Variable containing:
4.1735e+12
[torch.cuda.FloatTensor of size 1 (GPU 0)]

Variable containing:
5.0968e+27
[torch.cuda.FloatTensor of size 1 (GPU 0)]
…

Then the error.

Thanks!

I was looking for how to add a L2 norm of a parameter to the loss function. And I did as suggested above, however, there comes a bug:

RuntimeError: Trying to backward through the graph a second time, but the buffers have already been freed. Specify retain_graph=True when calling backward the first time.
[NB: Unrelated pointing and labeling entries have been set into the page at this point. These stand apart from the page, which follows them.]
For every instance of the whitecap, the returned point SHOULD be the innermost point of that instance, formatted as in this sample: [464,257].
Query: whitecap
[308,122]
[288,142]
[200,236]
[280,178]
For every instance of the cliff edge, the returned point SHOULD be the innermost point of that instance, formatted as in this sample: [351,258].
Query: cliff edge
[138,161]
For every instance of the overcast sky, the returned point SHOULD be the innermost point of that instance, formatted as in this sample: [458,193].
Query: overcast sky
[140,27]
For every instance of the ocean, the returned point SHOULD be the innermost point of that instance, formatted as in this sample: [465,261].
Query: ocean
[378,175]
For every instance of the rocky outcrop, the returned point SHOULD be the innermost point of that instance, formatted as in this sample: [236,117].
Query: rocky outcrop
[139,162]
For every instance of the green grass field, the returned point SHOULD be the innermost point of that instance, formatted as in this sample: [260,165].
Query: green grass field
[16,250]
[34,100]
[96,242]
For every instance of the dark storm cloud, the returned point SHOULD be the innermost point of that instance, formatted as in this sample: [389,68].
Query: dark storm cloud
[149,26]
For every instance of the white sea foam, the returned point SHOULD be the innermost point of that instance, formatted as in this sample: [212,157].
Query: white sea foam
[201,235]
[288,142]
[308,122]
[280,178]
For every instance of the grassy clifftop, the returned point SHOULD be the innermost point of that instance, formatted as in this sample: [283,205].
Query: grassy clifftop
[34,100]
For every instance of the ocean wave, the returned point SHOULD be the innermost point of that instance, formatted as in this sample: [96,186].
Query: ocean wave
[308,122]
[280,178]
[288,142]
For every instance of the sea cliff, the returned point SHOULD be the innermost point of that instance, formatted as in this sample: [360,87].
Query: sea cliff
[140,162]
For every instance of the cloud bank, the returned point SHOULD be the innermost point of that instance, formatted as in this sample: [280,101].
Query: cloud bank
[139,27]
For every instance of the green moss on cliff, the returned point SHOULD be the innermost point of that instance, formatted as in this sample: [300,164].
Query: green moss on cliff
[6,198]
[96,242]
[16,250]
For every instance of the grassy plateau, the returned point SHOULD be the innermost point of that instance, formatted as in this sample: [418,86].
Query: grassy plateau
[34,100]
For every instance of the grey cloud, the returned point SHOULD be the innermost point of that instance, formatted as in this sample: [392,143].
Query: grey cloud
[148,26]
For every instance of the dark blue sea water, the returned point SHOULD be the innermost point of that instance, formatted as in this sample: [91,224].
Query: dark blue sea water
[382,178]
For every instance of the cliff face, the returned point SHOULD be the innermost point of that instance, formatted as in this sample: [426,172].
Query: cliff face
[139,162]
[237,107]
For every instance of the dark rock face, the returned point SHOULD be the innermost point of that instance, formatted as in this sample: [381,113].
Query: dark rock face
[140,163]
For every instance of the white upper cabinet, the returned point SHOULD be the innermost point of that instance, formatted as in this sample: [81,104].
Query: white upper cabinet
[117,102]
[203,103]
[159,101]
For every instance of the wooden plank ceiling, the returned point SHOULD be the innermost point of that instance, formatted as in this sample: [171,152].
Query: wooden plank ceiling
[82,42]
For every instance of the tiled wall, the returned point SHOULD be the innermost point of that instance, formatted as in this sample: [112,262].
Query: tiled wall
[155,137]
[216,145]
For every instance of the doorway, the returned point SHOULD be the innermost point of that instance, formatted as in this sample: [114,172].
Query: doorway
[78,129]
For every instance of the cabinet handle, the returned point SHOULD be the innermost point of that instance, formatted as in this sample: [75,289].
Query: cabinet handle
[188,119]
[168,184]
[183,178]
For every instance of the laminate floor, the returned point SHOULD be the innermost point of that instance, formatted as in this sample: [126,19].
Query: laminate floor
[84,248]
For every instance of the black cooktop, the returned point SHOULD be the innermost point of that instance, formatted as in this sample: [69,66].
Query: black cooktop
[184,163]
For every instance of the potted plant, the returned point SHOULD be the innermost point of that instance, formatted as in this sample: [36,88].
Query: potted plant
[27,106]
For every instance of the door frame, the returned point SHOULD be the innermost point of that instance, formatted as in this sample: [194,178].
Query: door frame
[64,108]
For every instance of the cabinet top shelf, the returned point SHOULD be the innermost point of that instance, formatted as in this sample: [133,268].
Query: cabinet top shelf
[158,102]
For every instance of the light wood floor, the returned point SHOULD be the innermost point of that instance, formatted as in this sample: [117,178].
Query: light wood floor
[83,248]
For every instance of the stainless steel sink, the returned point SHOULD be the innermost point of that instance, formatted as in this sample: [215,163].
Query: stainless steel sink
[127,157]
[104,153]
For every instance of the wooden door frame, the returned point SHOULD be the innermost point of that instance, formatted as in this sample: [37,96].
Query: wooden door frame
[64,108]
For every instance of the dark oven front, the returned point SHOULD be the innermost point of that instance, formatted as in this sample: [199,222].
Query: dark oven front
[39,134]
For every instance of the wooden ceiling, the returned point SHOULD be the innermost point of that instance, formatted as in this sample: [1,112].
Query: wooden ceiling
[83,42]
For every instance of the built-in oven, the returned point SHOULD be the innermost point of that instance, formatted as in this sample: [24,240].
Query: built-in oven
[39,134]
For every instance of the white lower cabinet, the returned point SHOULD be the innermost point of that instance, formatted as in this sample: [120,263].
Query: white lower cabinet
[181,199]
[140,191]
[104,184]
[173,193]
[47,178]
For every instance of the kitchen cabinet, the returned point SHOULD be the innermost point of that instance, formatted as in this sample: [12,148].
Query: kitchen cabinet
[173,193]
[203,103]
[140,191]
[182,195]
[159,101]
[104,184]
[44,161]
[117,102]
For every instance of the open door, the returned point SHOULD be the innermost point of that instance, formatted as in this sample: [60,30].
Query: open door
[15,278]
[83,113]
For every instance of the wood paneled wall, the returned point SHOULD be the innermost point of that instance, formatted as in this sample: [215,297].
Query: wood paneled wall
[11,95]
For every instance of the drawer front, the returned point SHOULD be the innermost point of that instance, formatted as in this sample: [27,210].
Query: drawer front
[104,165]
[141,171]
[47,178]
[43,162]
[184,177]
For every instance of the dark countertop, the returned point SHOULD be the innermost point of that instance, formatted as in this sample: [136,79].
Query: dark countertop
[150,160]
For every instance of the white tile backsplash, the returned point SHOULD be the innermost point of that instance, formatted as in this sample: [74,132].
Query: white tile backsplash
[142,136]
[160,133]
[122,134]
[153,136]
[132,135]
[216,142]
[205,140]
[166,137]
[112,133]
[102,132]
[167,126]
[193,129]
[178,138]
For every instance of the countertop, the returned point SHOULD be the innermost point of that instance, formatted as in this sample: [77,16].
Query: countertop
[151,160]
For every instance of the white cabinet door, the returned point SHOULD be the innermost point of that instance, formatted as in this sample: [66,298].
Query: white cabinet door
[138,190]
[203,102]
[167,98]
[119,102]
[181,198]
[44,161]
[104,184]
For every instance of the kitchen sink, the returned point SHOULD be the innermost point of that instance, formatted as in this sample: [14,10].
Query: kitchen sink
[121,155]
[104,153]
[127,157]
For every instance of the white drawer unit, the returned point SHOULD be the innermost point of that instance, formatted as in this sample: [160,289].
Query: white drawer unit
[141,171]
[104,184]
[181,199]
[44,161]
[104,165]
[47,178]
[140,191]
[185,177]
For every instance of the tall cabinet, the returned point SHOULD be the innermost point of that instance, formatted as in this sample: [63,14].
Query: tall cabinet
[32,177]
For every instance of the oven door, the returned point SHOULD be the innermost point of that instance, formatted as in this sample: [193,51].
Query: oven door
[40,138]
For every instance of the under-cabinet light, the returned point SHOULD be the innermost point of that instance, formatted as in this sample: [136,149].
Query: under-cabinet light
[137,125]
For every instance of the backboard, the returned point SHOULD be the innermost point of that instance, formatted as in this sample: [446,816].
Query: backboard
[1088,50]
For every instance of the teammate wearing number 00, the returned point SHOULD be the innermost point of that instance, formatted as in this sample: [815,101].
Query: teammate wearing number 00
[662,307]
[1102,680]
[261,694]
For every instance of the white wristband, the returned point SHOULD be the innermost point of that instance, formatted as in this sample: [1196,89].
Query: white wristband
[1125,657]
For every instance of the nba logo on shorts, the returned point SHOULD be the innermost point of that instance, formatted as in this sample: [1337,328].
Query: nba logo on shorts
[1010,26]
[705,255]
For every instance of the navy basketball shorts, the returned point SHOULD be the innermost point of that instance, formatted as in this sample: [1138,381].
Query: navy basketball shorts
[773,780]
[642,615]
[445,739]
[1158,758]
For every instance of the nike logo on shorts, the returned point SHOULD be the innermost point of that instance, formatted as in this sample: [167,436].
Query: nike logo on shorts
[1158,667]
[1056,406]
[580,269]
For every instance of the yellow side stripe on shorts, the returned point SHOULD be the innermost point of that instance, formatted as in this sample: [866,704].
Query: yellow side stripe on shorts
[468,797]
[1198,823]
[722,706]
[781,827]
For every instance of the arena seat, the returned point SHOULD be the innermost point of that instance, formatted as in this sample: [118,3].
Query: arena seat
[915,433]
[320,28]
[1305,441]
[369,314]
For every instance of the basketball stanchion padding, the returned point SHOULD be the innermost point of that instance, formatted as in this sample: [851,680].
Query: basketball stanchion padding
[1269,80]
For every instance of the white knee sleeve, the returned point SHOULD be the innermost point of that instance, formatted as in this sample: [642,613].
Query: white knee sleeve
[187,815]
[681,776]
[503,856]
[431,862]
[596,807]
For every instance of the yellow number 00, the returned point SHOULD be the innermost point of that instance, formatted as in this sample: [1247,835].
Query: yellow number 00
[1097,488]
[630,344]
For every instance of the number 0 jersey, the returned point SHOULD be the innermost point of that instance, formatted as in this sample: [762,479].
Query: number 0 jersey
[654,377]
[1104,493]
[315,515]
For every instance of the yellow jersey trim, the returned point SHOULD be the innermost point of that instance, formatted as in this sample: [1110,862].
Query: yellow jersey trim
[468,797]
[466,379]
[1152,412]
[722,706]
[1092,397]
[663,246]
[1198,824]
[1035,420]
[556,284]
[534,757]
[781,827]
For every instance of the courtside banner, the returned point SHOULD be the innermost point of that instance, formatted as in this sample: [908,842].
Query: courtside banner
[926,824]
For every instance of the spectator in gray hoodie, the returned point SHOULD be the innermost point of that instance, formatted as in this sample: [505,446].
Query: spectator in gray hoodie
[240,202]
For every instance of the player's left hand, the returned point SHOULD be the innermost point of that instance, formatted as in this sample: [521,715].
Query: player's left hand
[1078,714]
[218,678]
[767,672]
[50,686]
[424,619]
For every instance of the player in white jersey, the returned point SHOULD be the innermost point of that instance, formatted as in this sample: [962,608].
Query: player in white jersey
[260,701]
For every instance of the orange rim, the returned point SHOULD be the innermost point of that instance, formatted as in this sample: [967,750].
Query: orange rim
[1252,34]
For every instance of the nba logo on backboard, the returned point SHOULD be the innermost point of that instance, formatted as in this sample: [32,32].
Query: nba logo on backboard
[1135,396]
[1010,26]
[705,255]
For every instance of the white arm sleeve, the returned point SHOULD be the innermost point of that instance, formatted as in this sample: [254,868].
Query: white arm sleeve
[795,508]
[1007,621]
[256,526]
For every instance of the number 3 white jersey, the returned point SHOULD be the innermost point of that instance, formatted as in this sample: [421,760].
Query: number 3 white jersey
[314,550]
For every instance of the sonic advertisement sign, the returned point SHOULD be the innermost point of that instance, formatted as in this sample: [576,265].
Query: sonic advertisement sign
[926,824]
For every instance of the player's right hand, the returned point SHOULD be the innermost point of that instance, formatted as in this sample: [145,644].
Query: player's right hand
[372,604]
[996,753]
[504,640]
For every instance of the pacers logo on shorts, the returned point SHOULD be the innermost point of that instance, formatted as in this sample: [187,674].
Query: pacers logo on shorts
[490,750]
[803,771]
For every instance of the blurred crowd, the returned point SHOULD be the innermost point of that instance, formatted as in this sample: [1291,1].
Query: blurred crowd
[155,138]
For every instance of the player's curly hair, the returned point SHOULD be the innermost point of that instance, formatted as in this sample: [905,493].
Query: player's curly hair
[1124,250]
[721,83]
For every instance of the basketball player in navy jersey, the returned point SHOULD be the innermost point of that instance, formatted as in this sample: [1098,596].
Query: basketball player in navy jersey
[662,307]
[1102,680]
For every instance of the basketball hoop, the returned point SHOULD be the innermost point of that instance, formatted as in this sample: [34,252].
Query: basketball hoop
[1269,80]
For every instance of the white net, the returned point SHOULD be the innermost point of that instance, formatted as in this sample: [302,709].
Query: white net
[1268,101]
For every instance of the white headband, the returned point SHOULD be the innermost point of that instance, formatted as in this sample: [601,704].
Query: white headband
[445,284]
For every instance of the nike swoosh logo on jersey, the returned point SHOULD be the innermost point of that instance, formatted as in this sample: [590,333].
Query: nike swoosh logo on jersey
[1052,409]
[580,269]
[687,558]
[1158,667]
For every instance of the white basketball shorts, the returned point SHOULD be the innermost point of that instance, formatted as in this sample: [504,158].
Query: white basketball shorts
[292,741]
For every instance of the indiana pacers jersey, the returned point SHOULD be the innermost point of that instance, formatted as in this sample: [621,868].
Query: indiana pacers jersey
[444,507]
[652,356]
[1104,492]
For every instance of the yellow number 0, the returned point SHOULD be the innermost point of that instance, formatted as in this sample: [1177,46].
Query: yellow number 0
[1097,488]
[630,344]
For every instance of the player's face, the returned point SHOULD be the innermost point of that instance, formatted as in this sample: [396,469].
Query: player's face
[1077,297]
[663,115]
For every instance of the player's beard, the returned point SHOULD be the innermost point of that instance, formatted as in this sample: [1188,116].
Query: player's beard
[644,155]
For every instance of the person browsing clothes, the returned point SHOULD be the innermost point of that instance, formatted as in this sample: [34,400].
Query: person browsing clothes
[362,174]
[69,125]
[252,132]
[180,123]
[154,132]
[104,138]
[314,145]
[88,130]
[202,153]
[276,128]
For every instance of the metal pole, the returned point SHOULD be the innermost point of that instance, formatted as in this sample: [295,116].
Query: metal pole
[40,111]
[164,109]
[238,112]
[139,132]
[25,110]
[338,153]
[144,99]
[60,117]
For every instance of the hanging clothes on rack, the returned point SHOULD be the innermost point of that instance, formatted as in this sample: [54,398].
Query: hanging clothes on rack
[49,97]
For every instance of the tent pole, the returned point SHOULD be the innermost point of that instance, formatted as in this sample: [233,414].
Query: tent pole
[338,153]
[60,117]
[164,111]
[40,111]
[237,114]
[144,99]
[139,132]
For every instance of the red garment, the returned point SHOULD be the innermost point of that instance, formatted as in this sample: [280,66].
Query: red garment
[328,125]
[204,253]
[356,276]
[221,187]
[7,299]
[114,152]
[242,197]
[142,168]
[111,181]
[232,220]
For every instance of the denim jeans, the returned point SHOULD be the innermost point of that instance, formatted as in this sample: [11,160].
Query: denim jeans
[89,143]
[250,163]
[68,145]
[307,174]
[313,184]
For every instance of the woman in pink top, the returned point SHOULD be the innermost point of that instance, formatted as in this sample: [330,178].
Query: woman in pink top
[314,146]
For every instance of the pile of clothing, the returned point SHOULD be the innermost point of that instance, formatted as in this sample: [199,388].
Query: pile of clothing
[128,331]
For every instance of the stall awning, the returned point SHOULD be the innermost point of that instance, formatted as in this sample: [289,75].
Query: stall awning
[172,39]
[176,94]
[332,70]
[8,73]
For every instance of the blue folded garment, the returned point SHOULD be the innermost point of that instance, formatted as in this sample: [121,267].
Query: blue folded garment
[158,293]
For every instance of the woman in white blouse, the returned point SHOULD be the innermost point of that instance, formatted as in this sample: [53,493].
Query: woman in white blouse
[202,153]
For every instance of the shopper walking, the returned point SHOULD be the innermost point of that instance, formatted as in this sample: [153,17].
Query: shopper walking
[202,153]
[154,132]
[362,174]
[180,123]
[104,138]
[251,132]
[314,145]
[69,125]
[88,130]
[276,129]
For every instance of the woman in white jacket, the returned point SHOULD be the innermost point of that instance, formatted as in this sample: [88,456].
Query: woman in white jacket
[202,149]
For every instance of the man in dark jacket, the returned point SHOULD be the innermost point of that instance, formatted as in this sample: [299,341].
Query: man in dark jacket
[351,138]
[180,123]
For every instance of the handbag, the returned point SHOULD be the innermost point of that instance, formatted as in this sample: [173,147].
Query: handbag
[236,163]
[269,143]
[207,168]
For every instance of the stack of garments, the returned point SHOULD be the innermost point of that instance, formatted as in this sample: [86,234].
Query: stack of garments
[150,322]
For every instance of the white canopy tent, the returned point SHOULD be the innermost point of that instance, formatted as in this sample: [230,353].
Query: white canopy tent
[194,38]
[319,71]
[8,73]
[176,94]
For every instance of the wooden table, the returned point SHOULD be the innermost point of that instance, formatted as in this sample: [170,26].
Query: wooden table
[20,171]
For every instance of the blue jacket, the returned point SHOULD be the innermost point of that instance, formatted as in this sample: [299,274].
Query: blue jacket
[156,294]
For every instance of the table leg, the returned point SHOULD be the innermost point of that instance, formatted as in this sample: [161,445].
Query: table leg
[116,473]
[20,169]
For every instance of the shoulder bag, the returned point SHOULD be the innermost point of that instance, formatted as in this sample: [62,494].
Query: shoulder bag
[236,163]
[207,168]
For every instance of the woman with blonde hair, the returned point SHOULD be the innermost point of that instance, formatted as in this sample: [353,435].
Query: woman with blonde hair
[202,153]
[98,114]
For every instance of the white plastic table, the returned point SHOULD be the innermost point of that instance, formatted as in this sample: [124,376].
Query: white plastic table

How should I solve this problem? Thank you very much.

You are backproping through the same graph multiple times. Make sure that it is desired because most of the cases you don’t need to. If so specify the flag retain_graph. If not, find out where you are backproping more than once and fix it.

1 Like

Is it possible to replace

batch_loss = (1/N_train)*(y_pred - batch_ys).pow(2).sum() + l2_reg * reg_lambda

with

batch_loss = MSEloss(y_pred, batch_ys) + l2_reg * reg_lambda

Thanks!

1 Like

Won’t this penalize the bias terms as well?

yes, it will penalize the bias terms. if you want it to not penalize the bias terms, you can easily filter them out by using the model.named_parameters() call, and not invoking the regularizer for the bias named terms.

3 Likes

I noticed that scaling by 0.5 is also necessary

reg_loss = None
    for param in model.parameters():
        if reg_loss is None:
            reg_loss = 0.5 * torch.sum(param**2)
        else:
            reg_loss = reg_loss + 0.5 * param.norm(2)**2

    loss += lmbd * reg_loss

Full code:

import torch

torch.manual_seed(1)

N, D_in, H, D_out = 10, 5, 5, 1
x = torch.randn(N, D_in)
y = torch.randn(N, D_out)

model = torch.nn.Sequential(
    torch.nn.Linear(D_in, H),
    torch.nn.ReLU(),
    torch.nn.Linear(H, D_out),
)

criterion = torch.nn.MSELoss()
lr = 1e-4
weight_decay = 0  # for torch.optim.SGD
lmbd = 0.9  # for custom L2 regularization

optimizer = torch.optim.SGD(model.parameters(), lr=lr, weight_decay=weight_decay)

for t in range(100):
    y_pred = model(x)

    # Compute and print loss.
    loss = criterion(y_pred, y)

    optimizer.zero_grad()

    reg_loss = None
    for param in model.parameters():
        if reg_loss is None:
            reg_loss = 0.5 * torch.sum(param**2)
        else:
            reg_loss = reg_loss + 0.5 * param.norm(2)**2

    loss += lmbd * reg_loss

    loss.backward()

    optimizer.step()

for name, param in model.named_parameters():
    print(name, param)

2 Likes

Can I do weight normailzation for conv layers as follows?:

conv.weight+=lamda*(conv.weight**2)

Can you provide some intuition as to why we should scale by 0.5? As it is stated now it is creating some confusion.

It is not necessary in general, I noticed that this way it will be compatible with Pytorch implementation.